Nel frattempo, dopo che l’Unesco ha riconosciuto il valore artistico del patrimonio culturale di Palermo, l’Amministrazione è pronta a fare uno sforzo per proteggere questi beni creando aree pedonali e adottando altre soluzioni urbane, come la rigenerazione di aree abbandonate per ridare identità storica e culturale a pezzi di città dimenticati o per ridurre il grave rischio di fenomeni di allagamento.
Se questi obiettivi non saranno soddisfatti, difficilmente la città completerà il percorso avviato in questi ultimi anni.

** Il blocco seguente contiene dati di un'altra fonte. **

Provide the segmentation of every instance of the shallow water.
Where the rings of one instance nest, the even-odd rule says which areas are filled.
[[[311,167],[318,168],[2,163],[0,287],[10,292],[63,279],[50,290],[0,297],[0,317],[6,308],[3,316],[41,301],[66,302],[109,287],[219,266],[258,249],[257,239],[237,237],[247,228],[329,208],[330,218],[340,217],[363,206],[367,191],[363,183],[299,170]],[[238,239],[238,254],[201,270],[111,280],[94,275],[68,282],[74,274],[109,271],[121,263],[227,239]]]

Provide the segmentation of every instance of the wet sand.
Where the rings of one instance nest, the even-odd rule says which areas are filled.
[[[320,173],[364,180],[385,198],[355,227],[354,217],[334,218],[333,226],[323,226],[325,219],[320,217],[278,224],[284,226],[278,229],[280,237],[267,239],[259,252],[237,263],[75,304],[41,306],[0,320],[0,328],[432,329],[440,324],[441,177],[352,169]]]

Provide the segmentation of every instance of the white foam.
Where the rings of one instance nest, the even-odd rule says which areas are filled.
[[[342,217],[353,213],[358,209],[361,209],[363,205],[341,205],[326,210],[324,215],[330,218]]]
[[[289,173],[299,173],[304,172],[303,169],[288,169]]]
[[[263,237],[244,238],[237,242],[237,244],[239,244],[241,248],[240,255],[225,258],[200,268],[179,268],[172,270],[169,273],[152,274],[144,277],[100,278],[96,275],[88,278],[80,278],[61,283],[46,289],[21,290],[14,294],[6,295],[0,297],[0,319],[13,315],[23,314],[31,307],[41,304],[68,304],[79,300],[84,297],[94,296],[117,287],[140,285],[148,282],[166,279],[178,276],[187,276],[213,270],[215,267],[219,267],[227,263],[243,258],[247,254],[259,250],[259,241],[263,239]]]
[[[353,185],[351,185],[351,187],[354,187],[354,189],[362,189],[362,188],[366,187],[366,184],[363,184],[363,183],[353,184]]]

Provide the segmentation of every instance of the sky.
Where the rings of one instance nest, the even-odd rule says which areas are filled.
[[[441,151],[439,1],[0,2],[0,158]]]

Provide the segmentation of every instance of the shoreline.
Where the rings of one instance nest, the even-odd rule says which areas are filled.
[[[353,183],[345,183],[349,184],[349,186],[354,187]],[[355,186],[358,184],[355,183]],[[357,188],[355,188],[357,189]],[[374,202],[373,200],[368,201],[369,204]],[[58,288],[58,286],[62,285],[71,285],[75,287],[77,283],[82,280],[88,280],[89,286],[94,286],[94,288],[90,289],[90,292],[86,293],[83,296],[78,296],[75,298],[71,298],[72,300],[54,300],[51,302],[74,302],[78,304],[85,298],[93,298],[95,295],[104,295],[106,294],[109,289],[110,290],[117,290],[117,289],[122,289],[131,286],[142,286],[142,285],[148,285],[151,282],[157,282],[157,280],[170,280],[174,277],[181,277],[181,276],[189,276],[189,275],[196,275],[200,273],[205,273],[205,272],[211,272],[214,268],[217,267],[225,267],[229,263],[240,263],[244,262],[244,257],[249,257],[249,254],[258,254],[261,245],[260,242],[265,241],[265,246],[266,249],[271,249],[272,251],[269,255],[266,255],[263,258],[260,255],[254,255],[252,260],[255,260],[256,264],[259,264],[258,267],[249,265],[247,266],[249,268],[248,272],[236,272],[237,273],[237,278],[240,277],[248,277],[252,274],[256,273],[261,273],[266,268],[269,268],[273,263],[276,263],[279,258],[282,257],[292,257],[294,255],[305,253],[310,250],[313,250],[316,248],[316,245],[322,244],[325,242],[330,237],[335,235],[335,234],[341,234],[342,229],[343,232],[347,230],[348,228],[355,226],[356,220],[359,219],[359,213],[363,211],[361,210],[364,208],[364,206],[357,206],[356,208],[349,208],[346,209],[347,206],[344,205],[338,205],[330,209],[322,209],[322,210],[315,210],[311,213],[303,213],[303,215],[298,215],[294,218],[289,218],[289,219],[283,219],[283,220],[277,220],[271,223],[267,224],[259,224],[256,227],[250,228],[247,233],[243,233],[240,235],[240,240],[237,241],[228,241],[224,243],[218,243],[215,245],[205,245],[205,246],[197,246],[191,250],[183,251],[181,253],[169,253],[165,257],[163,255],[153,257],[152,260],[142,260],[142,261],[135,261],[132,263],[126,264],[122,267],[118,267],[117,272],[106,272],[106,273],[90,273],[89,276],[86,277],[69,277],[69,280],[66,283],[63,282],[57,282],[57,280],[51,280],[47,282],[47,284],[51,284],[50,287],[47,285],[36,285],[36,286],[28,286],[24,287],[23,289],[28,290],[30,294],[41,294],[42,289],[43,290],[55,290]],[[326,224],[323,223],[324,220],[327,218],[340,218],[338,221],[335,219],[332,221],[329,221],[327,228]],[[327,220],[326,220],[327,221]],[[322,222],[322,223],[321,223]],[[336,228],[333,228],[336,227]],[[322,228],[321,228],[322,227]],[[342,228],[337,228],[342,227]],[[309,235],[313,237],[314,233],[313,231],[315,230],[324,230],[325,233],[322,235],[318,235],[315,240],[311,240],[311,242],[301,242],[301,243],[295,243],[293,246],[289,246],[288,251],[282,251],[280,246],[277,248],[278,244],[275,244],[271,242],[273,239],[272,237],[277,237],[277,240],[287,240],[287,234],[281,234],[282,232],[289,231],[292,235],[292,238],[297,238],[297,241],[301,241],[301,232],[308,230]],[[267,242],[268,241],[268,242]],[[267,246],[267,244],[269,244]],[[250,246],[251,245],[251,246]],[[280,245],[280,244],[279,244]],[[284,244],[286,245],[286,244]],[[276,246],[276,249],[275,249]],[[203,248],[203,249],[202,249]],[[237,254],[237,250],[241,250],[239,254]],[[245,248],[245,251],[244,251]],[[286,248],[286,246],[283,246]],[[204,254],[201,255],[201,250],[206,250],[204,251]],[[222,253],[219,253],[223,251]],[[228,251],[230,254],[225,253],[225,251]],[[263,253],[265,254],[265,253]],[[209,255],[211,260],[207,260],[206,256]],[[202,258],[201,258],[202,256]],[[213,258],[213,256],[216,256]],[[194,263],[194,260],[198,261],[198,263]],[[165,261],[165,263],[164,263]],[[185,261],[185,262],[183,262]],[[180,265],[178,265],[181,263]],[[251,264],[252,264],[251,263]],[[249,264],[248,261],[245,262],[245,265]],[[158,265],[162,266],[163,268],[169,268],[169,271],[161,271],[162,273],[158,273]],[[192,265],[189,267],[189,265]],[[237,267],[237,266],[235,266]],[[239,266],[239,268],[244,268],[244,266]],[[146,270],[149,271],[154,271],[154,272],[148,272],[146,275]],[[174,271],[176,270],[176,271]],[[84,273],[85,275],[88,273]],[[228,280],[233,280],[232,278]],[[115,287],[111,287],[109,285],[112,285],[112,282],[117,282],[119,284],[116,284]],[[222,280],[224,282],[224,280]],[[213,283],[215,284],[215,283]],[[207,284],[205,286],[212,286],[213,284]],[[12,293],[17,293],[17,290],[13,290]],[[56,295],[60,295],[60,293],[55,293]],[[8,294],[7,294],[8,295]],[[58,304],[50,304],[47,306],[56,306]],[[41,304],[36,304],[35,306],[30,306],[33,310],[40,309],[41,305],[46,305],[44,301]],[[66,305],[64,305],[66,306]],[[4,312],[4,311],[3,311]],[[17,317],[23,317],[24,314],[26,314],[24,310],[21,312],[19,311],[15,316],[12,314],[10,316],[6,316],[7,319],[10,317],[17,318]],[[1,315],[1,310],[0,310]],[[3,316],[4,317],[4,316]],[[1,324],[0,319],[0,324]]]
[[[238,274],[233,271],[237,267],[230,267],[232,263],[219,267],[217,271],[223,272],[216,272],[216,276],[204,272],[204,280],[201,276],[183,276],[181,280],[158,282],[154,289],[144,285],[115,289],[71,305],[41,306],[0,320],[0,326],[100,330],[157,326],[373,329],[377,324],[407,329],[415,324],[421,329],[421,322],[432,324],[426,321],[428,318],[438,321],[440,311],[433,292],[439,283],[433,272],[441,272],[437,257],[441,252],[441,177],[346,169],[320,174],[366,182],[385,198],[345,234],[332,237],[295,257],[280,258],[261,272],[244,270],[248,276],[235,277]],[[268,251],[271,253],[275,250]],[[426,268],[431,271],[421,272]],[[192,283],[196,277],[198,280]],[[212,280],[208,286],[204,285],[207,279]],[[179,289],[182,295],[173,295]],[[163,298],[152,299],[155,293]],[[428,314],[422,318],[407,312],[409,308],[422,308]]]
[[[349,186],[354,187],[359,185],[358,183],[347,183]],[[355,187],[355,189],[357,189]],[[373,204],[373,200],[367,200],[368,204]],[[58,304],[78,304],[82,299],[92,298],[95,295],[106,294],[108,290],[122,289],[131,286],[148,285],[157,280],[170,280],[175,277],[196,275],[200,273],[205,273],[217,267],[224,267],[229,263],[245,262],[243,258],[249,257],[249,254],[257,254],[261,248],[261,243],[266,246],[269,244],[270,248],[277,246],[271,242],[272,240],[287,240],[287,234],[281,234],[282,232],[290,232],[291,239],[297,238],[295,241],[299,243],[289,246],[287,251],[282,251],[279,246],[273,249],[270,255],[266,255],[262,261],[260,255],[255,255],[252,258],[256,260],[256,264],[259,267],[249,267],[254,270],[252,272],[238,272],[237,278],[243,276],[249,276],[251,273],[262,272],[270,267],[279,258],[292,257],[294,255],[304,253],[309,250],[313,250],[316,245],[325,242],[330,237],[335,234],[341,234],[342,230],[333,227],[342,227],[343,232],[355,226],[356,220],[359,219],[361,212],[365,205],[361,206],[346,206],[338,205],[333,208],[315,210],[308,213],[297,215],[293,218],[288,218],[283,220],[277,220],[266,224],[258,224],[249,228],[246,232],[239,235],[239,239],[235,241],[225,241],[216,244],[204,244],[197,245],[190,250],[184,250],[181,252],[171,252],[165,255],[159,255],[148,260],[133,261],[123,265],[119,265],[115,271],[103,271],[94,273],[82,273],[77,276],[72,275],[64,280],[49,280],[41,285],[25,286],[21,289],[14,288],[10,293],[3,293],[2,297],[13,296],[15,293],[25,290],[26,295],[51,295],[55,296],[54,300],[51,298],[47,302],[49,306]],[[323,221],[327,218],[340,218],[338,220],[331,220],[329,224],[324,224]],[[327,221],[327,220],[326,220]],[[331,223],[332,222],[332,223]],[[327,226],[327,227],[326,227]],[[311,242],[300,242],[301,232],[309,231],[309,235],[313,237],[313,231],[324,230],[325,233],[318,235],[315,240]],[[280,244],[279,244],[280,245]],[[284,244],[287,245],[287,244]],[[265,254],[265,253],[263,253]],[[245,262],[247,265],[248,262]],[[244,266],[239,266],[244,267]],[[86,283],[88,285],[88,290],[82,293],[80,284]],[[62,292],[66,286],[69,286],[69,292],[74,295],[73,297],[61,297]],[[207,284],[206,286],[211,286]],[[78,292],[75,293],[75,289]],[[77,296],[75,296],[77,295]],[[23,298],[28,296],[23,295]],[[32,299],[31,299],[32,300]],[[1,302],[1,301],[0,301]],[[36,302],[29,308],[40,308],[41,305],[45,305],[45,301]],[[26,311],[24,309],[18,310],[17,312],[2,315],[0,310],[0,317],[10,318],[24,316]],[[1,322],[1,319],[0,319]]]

A questo va aggiunto il lavoro di Maurizio Carta e dell’Università di Palermo per l’area costiera metropolitana della città: una risorsa di assoluto valore messa a disposizione alle amministrazioni territoriali al fine di recuperare la costa sudorientale e, più in generale, tutta la linea costiera del Golfo di Palermo, quel lungo mare che in passato è stata destinazione privilegiata di pittori e intellettuali, un posto tranquillo per ammirare e godere la bellezza della città, i suoi infiniti giardini, la sua acqua cristallina, le sue spiagge e il tempo temperato.
Ma la più grande risorsa che Palermo dovrà valorizzare è quella comunità che ancora oggi è tentata dal mettere la testa sotto la sabbia davanti alle lacune del sistema di cui è attore, una comunità che ha intrapreso un suo percorso di rinascita culturale non guardando a Copenaghen, Milano o Londra, ma a quel Mediterraneo di cui è capitale naturale, vista la sua centralità rispetto alle coste europee, nordafricane e mediorientali, una comunità che, soprattutto, ha nelle sue corde l’identità mediterranea e medio-orientale.
Oggi Palermo porta avanti un progetto che non volge le spalle all’Europa continentale, ma che anzi apre le braccia dell’Europa a chi arriva sulle coste mediterranee. Un progetto che gode della bellezza e del lavoro di donne e uomini che si sono messi al servizio della propria città senza se e senza ma, lavorando con i giovani desiderosi di conoscere il mondo e di far conoscere Palermo nel mondo.
Per me Palermo oggi ha una grande opportunità, ripartire dalla memoria e dalle ferite secolari, aprirle per far sprigionare quel sangue vitale di chi, davanti alle avversità, stringe i denti e non solo, e mette in campo il meglio della propria creatività e la cultura di chi ha dialogato con tutti nei secoli.